Guangzhou R&F Properties has escaped default on a $750 million offshore note coming due this week, even as liquidity issues forced the mainland developer to downsize a planned buyback of some of the debt.
R&F Properties had intended to earmark $300 million in funds for the repurchase of the notes maturing on Thursday. But “a number of unexpected events”, including a failed pair of asset sales, left R&F with just $104 million to spare for the purchase price, related interest and consent fee, the group said Tuesday in a filing with the Hong Kong stock exchange.
The noteholders have nonetheless agreed to a six-month extension of repayment, setting a due date of 13 July for the cash-strapped developer to pony up the remaining principal amount of $608.6 million.
“Despite the continuing volatility in the property sector in China, the group is continuing to take active measures to shore up its liquidity position and to work on generating offshore cash flow to meet its offshore financial commitments,” said R&F Properties, whose HKEX-listed shares fell 3.5 percent on Wednesday as investors absorbed the news.
Disposals Left Hanging
The Guangzhou-based builder had warned last week that the funds available to settle its tender offer for the offshore notes would be “materially less” than the anticipated $300 million after sales of the unspecified assets fell through.
In early December, US private equity giant Blackstone agreed to acquire the remaining 30 percent interest it did not already own in the developer’s Guangzhou International Airport R&F Integrated Logistics Park for RMB 3.4 billion ($540 million).

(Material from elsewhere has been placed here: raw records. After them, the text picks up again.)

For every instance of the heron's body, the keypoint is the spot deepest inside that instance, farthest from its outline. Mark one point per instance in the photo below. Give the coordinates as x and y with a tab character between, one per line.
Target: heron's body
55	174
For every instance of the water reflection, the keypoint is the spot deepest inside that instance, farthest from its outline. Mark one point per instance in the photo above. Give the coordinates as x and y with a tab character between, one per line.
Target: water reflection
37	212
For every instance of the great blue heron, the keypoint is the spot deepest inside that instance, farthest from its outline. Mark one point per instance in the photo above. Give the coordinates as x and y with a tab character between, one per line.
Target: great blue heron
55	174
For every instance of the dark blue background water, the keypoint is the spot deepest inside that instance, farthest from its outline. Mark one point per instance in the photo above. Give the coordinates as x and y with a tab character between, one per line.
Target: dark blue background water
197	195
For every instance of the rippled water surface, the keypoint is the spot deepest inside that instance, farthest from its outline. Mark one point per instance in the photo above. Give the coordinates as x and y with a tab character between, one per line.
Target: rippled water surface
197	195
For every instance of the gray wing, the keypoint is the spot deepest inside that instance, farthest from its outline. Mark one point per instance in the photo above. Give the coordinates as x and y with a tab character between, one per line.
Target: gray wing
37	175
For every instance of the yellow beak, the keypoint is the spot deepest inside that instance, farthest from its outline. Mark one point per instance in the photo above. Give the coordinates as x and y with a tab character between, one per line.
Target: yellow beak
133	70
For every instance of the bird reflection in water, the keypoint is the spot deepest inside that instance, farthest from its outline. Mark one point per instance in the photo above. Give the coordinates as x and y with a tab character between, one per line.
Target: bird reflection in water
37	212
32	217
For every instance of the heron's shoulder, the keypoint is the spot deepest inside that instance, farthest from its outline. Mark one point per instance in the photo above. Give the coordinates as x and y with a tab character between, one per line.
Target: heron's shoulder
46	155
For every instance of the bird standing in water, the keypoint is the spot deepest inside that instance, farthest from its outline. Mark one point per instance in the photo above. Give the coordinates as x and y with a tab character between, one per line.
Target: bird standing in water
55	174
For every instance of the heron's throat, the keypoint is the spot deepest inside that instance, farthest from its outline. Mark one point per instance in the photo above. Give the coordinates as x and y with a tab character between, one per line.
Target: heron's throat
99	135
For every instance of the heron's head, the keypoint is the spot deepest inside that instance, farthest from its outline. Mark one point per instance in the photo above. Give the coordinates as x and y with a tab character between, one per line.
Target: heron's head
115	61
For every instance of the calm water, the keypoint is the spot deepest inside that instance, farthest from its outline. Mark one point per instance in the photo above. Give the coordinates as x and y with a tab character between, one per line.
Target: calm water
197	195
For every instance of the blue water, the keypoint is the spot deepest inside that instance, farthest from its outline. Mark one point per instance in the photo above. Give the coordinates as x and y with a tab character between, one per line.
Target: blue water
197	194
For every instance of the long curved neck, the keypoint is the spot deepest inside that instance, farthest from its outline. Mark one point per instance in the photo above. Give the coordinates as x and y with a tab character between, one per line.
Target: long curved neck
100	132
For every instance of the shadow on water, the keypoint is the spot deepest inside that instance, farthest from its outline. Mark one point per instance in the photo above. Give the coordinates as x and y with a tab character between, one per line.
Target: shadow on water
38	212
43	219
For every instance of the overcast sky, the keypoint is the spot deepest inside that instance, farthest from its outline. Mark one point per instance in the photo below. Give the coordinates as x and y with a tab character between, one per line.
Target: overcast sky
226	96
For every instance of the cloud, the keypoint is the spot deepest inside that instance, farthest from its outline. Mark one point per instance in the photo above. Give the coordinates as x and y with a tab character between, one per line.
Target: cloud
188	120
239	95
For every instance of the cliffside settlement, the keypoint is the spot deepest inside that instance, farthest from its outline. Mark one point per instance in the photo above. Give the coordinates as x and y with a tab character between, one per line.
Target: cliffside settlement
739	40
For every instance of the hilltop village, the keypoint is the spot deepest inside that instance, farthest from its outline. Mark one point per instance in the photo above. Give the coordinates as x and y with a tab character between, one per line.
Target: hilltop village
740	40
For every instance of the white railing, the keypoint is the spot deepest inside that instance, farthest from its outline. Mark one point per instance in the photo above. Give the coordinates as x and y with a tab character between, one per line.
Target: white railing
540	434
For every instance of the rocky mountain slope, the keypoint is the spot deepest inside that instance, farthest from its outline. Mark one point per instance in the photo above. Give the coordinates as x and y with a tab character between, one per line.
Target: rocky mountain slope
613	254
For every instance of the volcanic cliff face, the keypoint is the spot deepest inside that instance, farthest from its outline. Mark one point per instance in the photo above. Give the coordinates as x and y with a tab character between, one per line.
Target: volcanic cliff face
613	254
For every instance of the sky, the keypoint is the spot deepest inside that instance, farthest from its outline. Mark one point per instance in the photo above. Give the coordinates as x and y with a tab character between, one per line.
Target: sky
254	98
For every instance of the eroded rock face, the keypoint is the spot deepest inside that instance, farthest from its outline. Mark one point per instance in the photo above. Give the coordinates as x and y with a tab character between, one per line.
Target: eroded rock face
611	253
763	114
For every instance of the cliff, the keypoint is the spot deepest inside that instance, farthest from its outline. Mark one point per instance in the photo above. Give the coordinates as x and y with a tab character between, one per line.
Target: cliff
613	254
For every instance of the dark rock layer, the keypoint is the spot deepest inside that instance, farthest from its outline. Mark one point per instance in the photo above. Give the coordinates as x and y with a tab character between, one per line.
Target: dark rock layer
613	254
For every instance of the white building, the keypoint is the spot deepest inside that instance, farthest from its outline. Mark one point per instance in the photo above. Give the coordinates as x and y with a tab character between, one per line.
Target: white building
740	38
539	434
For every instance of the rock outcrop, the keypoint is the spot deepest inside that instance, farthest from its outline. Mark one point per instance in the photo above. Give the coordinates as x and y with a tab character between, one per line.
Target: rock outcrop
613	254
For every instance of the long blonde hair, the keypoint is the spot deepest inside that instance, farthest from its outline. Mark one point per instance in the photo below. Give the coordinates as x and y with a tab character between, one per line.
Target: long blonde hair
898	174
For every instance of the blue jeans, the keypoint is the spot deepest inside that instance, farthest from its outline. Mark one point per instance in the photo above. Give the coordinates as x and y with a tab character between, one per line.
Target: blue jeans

R&F Properties said at the time that selling out of its logistics park would enable the group “to address its near term maturities, including but not limited to offshore senior notes”. An announcement has yet to be made about completion of the disposal to Blackstone, which acquired its 70 percent stake in the park last January for $1.1 billion.
Hoping to escape a debt-squeeze scenario made famous by its cross-town rivals at China Evergrande Group, R&F Properties has been pulling out the stops to service its liabilities, which include RMB 18 billion in capital-market debt maturing or becoming puttable in 2022.
In September, R&F’s controlling shareholders, chairman Li Sze-lim and vice chair Zhang Li, worked out a pair of deals that allowed them to loan HK$8 billion ($1.03 billion) to the developer, while potentially pocketing HK$2 billion in change.
Losing by Default
While R&F’s manoeuvres allowed it to dodge default this time, some rival developers have been less fortunate.
After missing $82.5 million in overdue payments on two dollar bonds in early December, Evergrande set up a “risk management committee” to begin working through an offshore debt pile approaching $20 billion.
A few weeks later, Kaisa Group Holdings acknowledged its failure to make payments on three sets of offshore senior notes and confirmed that it had engaged restructuring advisors to work with creditors on a plan for $11.8 billion in outstanding dollar bonds.
Last week, Reuters revealed that Shimao Group had defaulted on a trust loan after missing a RMB 645 million ($101 million) payment.
Shimao and one of its onshore units are also on the hook for $376 million in bond payments due this week, Bloomberg reported, while bondholders will vote Thursday on whether to grant Evergrande a six-month payment extension for a RMB 4.5 billion onshore bond that matured last Saturday.